Je ne sais si vous avez éprouvé l'état dans lequel vous met une semblable rencontre. D'abord on a une attitude très-sotte; on fait une étrange figure. On vole avec une joie naïve dans les bras l'un de l'autre; mais on a terriblement peur d'être théâtral, et on ne se contente pas soi-même de cordialité. Les femmes sont dans un pareil moment, plus naturelles, et s'abandonnent davantage à leur sentiment. Elles crient, suspendues au cou l'une de l'autre: c'est bien chez nous, si cela va jusqu'à une larme qui encore veut se cacher derrière un sourire. Ah! quels que nous soyions, et quelle que soit la quantité, lait ou sang qui coule dans nos veines, nous sommes toujours dans une certaine mesure sous l'influence de ceux qui sont plus passionnés que nous, et nous avons beaucoup moins peur de paraître insensibles que ridicules. Ainsi nous comprimons souvent nos ardents sentiments dans la cuirasse de la force, où nous tremblons et frissonnons, et cachons les plus doux traits de notre tendresse sous un dur ricanement, afin d'être avant tout roides et comme insensibles. Lâches! n'allez pas trop loin avec cette hypocrisie! Dieu nous en demandera compte aussi, de même que du sentiment que nous aurons renié, et aussi des larmes que nous aurons étouffées par couardise.

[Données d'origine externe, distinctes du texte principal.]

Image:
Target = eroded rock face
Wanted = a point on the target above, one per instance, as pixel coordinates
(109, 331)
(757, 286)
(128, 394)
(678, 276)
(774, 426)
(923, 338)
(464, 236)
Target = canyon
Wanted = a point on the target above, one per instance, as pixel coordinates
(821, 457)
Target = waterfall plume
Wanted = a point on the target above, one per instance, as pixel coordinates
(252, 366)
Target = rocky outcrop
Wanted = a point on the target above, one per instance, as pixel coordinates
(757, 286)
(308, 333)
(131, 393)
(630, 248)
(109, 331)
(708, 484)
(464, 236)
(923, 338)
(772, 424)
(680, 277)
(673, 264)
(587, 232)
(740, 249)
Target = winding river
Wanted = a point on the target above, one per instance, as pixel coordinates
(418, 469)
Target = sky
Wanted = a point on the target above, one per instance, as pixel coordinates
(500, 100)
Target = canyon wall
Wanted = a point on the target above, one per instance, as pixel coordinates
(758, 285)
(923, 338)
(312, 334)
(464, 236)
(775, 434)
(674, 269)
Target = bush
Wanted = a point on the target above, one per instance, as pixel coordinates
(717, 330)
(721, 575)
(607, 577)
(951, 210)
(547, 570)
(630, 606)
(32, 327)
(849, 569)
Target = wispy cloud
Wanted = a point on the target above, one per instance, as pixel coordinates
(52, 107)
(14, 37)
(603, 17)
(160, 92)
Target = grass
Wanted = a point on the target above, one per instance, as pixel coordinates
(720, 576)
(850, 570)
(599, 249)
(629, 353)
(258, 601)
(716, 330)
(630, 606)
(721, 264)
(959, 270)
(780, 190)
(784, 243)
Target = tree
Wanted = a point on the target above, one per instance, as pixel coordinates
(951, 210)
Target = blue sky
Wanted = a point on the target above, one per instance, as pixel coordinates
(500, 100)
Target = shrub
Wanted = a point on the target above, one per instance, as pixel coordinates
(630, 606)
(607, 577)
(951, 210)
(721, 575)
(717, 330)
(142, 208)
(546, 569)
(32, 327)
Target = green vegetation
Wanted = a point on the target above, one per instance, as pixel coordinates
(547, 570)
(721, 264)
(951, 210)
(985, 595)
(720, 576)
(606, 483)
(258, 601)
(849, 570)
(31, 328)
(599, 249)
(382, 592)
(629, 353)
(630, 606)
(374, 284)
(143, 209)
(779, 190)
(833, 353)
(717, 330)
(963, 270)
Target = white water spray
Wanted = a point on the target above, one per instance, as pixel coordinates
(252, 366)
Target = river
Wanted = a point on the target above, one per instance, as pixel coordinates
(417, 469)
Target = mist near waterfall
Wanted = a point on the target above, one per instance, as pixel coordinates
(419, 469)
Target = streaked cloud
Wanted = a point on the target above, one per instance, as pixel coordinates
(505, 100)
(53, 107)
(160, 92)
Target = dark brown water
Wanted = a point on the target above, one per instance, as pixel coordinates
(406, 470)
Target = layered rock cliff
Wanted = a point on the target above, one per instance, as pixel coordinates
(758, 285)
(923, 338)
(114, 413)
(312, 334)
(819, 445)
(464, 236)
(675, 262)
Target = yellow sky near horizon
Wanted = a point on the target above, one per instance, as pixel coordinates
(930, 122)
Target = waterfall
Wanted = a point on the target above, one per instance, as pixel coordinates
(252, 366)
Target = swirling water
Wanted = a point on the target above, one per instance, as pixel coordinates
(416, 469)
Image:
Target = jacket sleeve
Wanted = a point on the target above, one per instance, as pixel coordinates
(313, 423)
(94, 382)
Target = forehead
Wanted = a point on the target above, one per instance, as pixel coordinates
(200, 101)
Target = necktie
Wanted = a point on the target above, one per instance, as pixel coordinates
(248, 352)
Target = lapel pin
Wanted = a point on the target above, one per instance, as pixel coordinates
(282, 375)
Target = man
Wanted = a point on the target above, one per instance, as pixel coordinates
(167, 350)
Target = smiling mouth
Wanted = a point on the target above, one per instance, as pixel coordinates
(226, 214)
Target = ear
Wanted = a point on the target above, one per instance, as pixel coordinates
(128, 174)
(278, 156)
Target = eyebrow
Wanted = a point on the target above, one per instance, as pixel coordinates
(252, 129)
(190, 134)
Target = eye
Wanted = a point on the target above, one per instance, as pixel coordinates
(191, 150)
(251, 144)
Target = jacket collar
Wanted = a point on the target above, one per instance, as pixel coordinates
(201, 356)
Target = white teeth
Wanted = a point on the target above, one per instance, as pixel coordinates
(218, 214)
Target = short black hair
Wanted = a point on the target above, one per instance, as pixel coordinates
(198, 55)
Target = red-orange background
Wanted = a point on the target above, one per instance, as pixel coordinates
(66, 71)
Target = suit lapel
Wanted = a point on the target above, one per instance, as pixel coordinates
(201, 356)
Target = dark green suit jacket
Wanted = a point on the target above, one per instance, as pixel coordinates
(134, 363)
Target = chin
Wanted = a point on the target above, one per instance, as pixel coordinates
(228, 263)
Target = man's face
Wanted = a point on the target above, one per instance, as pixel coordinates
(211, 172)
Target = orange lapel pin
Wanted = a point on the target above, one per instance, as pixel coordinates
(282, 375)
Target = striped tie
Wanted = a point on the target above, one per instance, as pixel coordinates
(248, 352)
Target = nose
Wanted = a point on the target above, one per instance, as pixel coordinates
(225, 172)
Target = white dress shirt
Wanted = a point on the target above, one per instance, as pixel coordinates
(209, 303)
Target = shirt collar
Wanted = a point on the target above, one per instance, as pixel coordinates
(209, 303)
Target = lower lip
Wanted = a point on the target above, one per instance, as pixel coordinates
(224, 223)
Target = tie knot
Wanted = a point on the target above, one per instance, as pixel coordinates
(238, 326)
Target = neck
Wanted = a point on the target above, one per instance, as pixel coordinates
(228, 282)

Quant à nous, nous étions seuls, et j'en connais qui nous auraient traités d'enfants; et pourtant je ne me plaisais pas à moi-même. Et lorsque la première poignée de main et les premières salutions furent échangées, nous nous trouvâmes le nez devant une montagne de joie, devant une montagne d'admiration, chacun avec une montagne de communications derrière nous, et toute une chaîne de montagnes de questions à droite et à gauche, et tellement paralysés et empêchés de tous côtés que nous ne pouvions remuer une nageoire! C'eût été pour un froid spectateur un spectacle comique, que de remarquer comme nous tâtonnions maladroitement dans ce chaos confus du passé, pour nous remettre mutuellement sous les yeux le tempus actum; comme nous ouvrions et fermions maladroitement les livres des révélations pour en donner une idée; comme nous éprouvions souvent le besoin de raconter et de demander quelque chose sans le savoir! Qu'était-ce donc, vraiment? et quelles niaiseries nous nous jetions à la tête! Toujours est-il que je sentais un vif mécontentement du peu de chose que j'estimai d'abord valoir la peine d'être raconté, preuve évidente de l'insignifiance des événements de la vie humaine, qui, lorsqu'ils sont passés, n'ont souvent pas plus d'intérêt que les colonnes d'un vieux journal.

Mais insensiblement la lumière se fit dans ce chaos, et tout s'ordonna peu à peu. Le besoin de faire des récits, de confesser des expériences, et de nous étonner à l'envi cessa. Le cœur et le souvenir firent régulièrement leurs fonctions, et l'état anormal dans lequel nous nous trouvions se détendit. Rarement j'ai goûté d'heures plus douces que celles qui s'écoulèrent tandis que nous déroulions loyalement le cours de notre vie, et que nous faisions la magnifique découverte qu'après un long espace de temps et une expérience de plusieurs années, nous trouvions toujours une grande ressemblance entre nos principes et nos sentiments, et que nous étions restés les mêmes.